Allianz’ Chief Economic Advisor, Mohamed El-Erian, observed recently how deeply investors have been conditioned over the past two decades to buy every decline because there is no alternative to risk assets.  He commented, “Given the deep conditioning of markets, and its positive reinforcement by financial rewards, a huge shock to market psychology — such as a serious policy mistake, a big market accident or a combination of both — would be needed to shake investors out of a mindset that has served them incredibly well so far.”

What happens during such a shock?  Usually, a shock is preceded by a period of exuberance and high demand for stocks.  Then the shock comes, and the sentiment of market participants flips — they no longer believe in companies or their prospects, believe they are overvalued, and precipitate waves of selling. 

The pandemic has demonstrated that shocks can come from new and unexpected directions; in spite of decades of warnings from scientists, investors generally hadn’t really factored in the possibility of a medical black swan.  We think greater volatility from unexpected quarters has become more likely moving forward.  With that said, in most cases, given the determined support of policymakers which has helped produced the past months of astounding inflows to equities that we described above, most of these will be dips to buy.

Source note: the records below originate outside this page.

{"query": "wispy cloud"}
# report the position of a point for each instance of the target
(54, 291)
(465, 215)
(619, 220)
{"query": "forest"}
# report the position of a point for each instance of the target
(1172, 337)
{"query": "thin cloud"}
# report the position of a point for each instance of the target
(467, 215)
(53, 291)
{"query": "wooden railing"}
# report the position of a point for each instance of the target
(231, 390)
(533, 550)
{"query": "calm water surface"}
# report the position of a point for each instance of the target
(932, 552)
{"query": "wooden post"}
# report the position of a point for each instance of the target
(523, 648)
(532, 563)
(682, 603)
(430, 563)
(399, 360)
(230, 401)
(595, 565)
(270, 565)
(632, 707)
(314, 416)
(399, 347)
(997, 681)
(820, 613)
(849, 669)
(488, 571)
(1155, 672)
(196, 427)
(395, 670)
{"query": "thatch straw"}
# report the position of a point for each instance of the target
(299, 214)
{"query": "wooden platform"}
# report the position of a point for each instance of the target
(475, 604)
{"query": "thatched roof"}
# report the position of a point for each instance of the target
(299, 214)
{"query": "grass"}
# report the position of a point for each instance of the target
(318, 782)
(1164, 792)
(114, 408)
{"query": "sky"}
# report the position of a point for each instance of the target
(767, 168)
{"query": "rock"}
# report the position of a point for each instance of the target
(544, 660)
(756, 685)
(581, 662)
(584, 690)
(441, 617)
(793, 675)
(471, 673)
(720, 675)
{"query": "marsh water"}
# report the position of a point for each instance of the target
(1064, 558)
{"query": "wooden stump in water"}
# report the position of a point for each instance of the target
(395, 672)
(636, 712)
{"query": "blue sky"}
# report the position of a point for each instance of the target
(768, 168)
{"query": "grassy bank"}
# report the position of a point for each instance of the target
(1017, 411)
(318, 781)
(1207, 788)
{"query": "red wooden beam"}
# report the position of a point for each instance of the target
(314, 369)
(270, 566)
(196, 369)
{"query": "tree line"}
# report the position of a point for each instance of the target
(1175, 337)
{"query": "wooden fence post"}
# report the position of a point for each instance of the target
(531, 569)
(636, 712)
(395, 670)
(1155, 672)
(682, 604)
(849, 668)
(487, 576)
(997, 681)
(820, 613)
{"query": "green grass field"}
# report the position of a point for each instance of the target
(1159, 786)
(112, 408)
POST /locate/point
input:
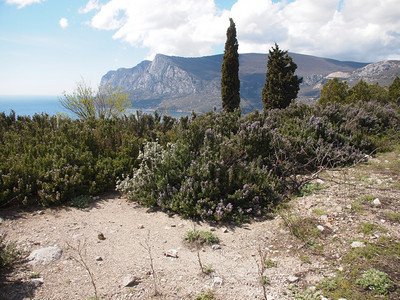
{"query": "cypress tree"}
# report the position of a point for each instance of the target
(281, 85)
(230, 84)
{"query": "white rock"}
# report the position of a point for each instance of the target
(218, 281)
(45, 255)
(377, 202)
(357, 244)
(37, 281)
(129, 280)
(216, 247)
(171, 253)
(324, 218)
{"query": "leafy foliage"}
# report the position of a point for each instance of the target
(281, 85)
(377, 281)
(51, 160)
(230, 83)
(86, 103)
(224, 167)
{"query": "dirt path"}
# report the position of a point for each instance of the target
(128, 228)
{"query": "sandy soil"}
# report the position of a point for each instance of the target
(133, 234)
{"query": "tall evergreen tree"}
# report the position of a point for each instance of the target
(230, 84)
(281, 85)
(394, 90)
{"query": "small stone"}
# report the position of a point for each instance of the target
(376, 202)
(312, 288)
(357, 244)
(171, 253)
(36, 282)
(218, 281)
(45, 255)
(129, 280)
(293, 279)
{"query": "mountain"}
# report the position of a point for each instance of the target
(186, 84)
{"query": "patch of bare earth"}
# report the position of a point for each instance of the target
(133, 234)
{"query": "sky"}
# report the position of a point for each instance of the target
(48, 46)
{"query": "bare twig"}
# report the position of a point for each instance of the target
(80, 259)
(262, 255)
(145, 244)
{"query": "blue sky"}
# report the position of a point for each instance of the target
(46, 46)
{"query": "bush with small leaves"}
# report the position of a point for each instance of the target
(377, 281)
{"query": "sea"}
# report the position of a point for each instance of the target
(31, 105)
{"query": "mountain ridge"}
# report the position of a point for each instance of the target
(193, 83)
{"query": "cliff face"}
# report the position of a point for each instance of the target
(194, 83)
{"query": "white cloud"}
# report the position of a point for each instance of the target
(63, 23)
(91, 5)
(22, 3)
(363, 30)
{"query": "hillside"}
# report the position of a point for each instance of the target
(187, 84)
(345, 223)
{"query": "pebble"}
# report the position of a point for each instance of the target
(357, 244)
(45, 255)
(377, 202)
(324, 218)
(218, 281)
(129, 280)
(216, 247)
(36, 282)
(171, 253)
(293, 279)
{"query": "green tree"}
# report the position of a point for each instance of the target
(394, 90)
(230, 83)
(86, 103)
(281, 85)
(334, 91)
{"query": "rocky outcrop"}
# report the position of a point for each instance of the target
(186, 84)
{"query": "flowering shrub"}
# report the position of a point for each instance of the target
(50, 160)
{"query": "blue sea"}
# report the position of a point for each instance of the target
(31, 105)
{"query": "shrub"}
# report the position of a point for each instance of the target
(196, 236)
(377, 281)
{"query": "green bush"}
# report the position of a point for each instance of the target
(377, 281)
(199, 236)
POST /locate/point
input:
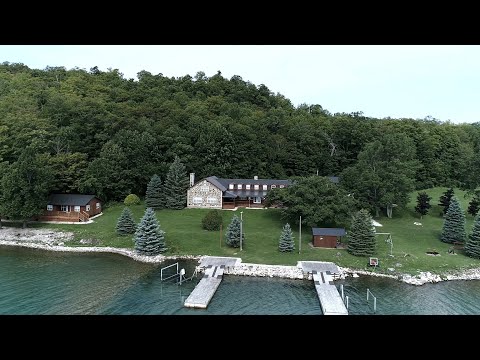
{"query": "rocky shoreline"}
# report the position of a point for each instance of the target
(55, 241)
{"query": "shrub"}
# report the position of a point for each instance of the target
(131, 199)
(212, 220)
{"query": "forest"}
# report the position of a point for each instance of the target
(92, 131)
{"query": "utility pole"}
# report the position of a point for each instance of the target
(300, 238)
(241, 225)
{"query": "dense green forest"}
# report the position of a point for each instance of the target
(98, 132)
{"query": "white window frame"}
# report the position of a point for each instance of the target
(212, 200)
(197, 200)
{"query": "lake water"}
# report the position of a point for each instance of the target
(42, 282)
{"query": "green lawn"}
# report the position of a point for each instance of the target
(262, 228)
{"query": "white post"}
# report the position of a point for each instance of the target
(300, 237)
(241, 225)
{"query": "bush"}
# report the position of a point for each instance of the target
(212, 220)
(131, 199)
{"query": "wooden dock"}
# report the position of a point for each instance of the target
(322, 272)
(214, 267)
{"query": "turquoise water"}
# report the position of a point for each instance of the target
(43, 282)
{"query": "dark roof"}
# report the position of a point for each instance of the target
(329, 231)
(226, 182)
(215, 181)
(69, 199)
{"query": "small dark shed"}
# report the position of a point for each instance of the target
(327, 237)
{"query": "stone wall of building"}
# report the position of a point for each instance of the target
(204, 195)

Investment implications:  Various trends are afoot that suggest future problems — problems for U.S. prestige and influence in the world, and problems for the dollar.  But those problems are still far off.  For now, the dominant reality is liquidity.  Even though the pace of pandemic-driven liquidity growth has peaked and begun to decline, the amount of liquidity that is seeking to find a home in global stocks to us indicates that corrections occasioned by volatility are likely to be comparatively shallow and brief.  The Afghan debacle is a stain on U.S. credibility — but for now, and likely for some time to come, this reality is far from the market’s mind.  Buy the dips.